Robert Onsare is the Acting Deputy Director, One Health Approach Research Program at the Kenya Medical Research Institute (KEMRI) and Principal Research Scientist at the Centre for Microbiology Research, KEMRI.

He has over 18 years of research experience focusing on a One Health approach to AMR surveillance and monitoring, molecular and epidemiologic characterization of enteric pathogens obtained from hospitals, community and food animals in both outbreak and non-outbreak settings. The pathogens he is currently focused on are Salmonella, V. Cholera, Campylobacter, and E. coli, among others.

Robert also teaches and supervises post-graduate courses on sessional/invitation basis and serves as external examiner of post-graduate students. He is passionate about One Health research issues and monitoring up and coming young scientists. He has a PhD in microbiology, a BSc in Biological Sciences and a MSc in Microbiology.

Evelyn Wesangula works with the East Central and Southern Africa Health Community (ECSA- HC) based in Arusha, Tanzania, as a senior AMR Control Specialist, strengthening the implementation of Infection Prevention Control Strategies and National Action Plans on Antimicrobial Resistance in the region. Evelyn is a passionate pharmacist with an Msc. in Tropical and Infectious Diseases.

Evelyn serves as the Vice Chairperson, Infection Prevention Network-Kenya and is a member of the African Union Taskforce on AMR, the Technical Advisory Group of the UK aid programme The Fleming Fund. She is also a Chatham House Africa Public Health Leaders Fellow, Fleming Fund Policy Fellow and an International Ambassador of the Society of Hospital Epidemiology of America.

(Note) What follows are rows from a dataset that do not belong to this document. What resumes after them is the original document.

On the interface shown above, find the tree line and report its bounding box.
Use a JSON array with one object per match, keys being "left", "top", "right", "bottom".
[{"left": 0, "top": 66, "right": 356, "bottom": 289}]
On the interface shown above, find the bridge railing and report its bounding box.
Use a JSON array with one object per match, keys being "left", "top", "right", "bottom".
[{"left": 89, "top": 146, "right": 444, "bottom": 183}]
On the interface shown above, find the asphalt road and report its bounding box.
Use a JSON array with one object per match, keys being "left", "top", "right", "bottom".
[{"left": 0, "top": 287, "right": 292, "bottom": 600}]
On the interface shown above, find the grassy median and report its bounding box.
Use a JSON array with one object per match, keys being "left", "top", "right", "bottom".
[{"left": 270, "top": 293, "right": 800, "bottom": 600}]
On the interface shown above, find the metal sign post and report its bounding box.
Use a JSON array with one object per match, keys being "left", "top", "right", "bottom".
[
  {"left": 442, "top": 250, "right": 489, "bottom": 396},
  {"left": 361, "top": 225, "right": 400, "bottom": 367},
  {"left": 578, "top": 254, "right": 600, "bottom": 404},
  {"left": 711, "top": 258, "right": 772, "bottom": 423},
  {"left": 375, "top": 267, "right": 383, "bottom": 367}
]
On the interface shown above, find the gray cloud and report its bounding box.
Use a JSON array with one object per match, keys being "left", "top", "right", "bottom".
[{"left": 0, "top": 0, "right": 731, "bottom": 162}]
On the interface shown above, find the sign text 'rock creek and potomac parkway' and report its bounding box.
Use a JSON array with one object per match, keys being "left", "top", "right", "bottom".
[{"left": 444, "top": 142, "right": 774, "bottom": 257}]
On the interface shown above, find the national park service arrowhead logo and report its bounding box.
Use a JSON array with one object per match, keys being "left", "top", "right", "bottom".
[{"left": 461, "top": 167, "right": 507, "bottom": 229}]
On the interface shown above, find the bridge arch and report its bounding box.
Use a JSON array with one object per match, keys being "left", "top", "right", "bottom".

She previously worked at the Ministry of Health in Kenya as the National AMR focal point where she championed the development and implementation of the first NAP-AMR. She has supported the World Health Organization in developing AMS guidance documents supporting implementation of NAPs.

Evelyn serves as a volunteer mentor for the Commonwealth Partnerships for Antimicrobial Stewardship (CwPAMS) ALFA Fellowship programme.

The authors declare that they do not have any relationships or affiliations that could be construed as a potential conflict of interest.